And I declare, if Sir Christopher (my husband and ten-year-old Ted named him that very evening) didn't look at me and wink. Then he jumped down and followed, very dignified, very discreet.
I attempted to shoo him back. But he wouldn't shoo. He merely stopped and seemed to consider matters. Or serenely remained far enough off to "play safe."
Meanwhile, my youngest continued to reiterate: "Kitty—kitty—kitty! My 'ittle kitty!"
"No, Curlylocks," said I, "it isn't your little kitty. It is somebody's cat."
Which merely shows that I knew not whereof I spoke. Sir Christopher proceeded to teach me.
Of course, at first I thought his stay with us was merely a temporary matter; like some folk, he had decided to go on a visit and stay over night. But when Sir Christopher continued to tarry, I enquired, I looked about, I advertised—and I assured the children that some one, somewhere, must surely be mourning the loss of a precious pet; some one, sometime, would come to claim him.
But no one came.
Days slid away, weeks slipped into months, winter walked our way, and spring, and summer again.
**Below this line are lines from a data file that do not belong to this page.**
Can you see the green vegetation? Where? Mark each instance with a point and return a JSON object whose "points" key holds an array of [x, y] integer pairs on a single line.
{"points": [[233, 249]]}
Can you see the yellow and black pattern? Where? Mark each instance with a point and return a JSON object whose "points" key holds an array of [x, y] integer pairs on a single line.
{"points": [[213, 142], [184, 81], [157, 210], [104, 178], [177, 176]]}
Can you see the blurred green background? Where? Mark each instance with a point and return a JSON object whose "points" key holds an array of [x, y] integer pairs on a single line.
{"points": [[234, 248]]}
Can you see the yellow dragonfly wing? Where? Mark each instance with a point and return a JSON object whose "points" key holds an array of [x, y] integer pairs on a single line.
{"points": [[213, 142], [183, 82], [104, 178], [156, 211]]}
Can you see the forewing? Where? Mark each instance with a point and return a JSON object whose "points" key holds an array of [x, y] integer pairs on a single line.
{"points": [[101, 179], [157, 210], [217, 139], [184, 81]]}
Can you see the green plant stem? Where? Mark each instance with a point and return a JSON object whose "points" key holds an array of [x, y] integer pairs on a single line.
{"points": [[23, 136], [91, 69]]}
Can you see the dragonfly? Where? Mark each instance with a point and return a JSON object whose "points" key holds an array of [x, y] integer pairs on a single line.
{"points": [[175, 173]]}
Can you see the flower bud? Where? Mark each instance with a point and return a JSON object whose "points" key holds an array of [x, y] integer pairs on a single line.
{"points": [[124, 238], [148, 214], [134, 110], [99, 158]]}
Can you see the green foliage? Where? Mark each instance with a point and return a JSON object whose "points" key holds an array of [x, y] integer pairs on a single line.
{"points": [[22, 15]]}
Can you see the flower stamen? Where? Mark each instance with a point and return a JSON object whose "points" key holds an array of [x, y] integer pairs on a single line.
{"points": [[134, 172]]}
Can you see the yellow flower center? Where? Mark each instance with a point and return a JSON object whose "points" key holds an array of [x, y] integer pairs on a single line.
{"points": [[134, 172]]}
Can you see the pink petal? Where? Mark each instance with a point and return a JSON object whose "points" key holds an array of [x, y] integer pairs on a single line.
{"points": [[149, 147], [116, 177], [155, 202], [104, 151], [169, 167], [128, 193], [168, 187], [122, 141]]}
Sir Christopher C. had deliberately adopted us, for he made no move toward finding another abiding place. He was no longer Somebody's cat, he was our cat; for, indeed, is not possession nine points of the law?
Then one day when heat shimmered over the valley, when the dandelions had seeded and the thistles had bloomed, when the corn stood heavy and the cricket tuned his evening fiddle, when spots in the lawn turned brown, where the sprinkler missed, when the baby waked and fretted, and swearing, sweating men turned to the west and wondered what had held up the sea breeze—Sir Christopher missed his supper. He vanished as completely as if he had been kidnapped by the Air Patrol. Three weeks went by and we gave him up for lost, although the children still prowled about looking over strange premises, peeping through back gates, trailing down unaccustomed lanes and along Calapooia Creek, for "We might find him," they insisted. Truly, "Hope springs eternal."
"Perhaps, he has gone back where he came from," said Daddy. "Perhaps, he has grown tired of us."